Segundo o pesquisador da Fiocruz Christovam Barcelos, coordenador do MonitoraCovid-19, foi observada uma “migração” de mortes, que antes ocorriam em ambiente hospitalar e que, durante abril e maio de 2020, passaram a ser mais frequentes nos domicílios. “Esse é o caso de cânceres, doenças metabólicas (entre as quais, predominam as diabetes), do sistema nervoso (com grande peso da Doença de Alzheimer) e cardiovasculares e do aparelho geniturinário (com diversos casos de insuficiência renal), configurando um grave cenário de desassistência vivido naqueles dois meses e que pode permanecer ao longo da epidemia”, diz. “A maior parte dessas doenças é crônica e o óbito pode ser considerado evitável por ações de prevenção e atenção básica de saúde”.

Na nota técnica que divulgaram, os pesquisadores do MonitoraCovid-19 dizem que essa situação é mais grave notadamente nas regiões metropolitanas de São Paulo e Campinas, São Luiz, Belém, Fortaleza, e Manaus.

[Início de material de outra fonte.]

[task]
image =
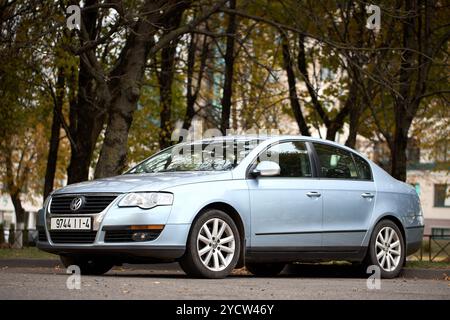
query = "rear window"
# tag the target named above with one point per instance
(363, 168)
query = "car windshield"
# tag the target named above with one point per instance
(211, 155)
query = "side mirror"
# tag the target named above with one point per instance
(267, 169)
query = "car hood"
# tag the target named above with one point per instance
(144, 182)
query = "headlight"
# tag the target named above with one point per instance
(146, 200)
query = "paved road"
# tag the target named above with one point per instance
(169, 282)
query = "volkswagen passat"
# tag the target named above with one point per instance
(217, 204)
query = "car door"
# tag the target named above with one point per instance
(286, 210)
(348, 193)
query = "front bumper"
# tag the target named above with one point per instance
(124, 252)
(169, 244)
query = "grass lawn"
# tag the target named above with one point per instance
(25, 253)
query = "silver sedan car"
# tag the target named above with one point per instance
(216, 204)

Nos meses de abril e maio de 2020, houve um aumento de 55% das mortes ocorridas em hospitais, 110% em outros estabelecimentos de saúde e 95% nos domicílios.

De acordo com Barcelos, de todos os óbitos registrados em abril e maio, cerca de 75% podem ter sido devido à infecção pela COVID-19. “Os demais devem ter ocorrido por outras doenças, muitas delas crônicas, que não foram tratadas oportunamente na rede de atenção de saúde da cidade”, diz. “Um padrão semelhante foi também observado na Itália e Reino Unido, que foram duramente atingidos pela pandemia”.

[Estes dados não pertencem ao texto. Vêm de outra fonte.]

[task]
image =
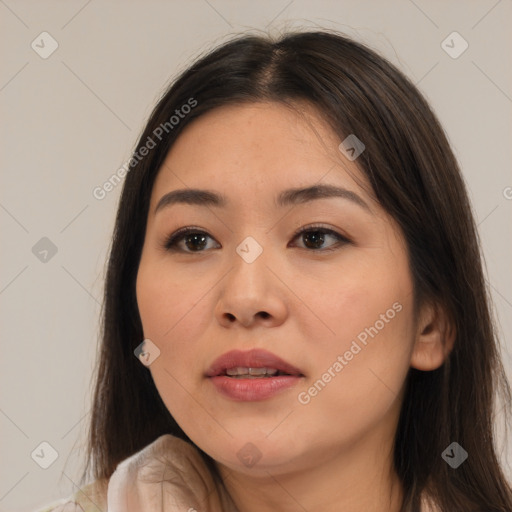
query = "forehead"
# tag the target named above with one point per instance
(256, 149)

Barcelos diz que houve um aumento muito grande de mortes por problemas respiratórios e por infecção viral. “Isso se deve claramente à circulação do coronavírus”, explica. “Mas outras doenças como as diabetes, câncer, problemas renais também causaram muitos óbitos que poderiam ser evitados. Houve um aumento assustador de mortes 'mal definidas', porque ocorreram dentro de casa, sem assistência médica e sem diagnóstico, o que também mostra este quadro de desassistência”.

O município do Rio de Janeiro é um caso emblemático dessa situação. “Lá, nos meses de abril e maio de 2020, as mortes aumentaram em 64% (cerca de 7.500 óbitos) em relação à média dos três anos anteriores no mesmo período”, conta Barcelos. “No Brasil, outras cidades, como Manaus, Recife, Fortaleza e São Paulo também apresentaram um número muito alto de mortes em excesso, causados direta ou indiretamente pela COVID-19”.

Segundo o coordenador do MonitoraCoivd-19, a imprensa e até mesmo pesquisadores de todo o mundo focaram sua atenção aos hospitais, que poderiam ser uma “tábua de salvação” de vidas. “Mas assim como a sobrecarga desses estabelecimentos, houve também um colapso em outras partes do sistema de saúde brasileiro, basicamente o SUS, que deveria atuar na prevenção, informação, triagem de casos graves e tratamento de outras doenças. Isso cabe especialmente aos postos de saúde e unidades de emergência”.

Isso, diz Barcelos, indica um quadro geral de falta de assistência, principalmente no Rio de Janeiro. “Nesse município, a atenção primária foi desmontada com a demissão recente de muitos médicos, enfermeiros e agentes de saúde que trabalhavam na atenção primária e vigilância em saúde”, explica.

Em outras regiões do Brasil, prossegue Barcelos, também houve uma queda no número de profissionais de saúde trabalhando junto a comunidades, como no Nordeste e Amazônia, devido ao fim do programa Mais Médicos, “iniciado nos governos de esquerda”. “Alguns médicos cubanos foram acusados de ‘agentes do comunismo internacional’”, lembra. “A ideologia passou a ser um fator predominante na implementação de políticas de saúde no Brasil, o que é lamentável”.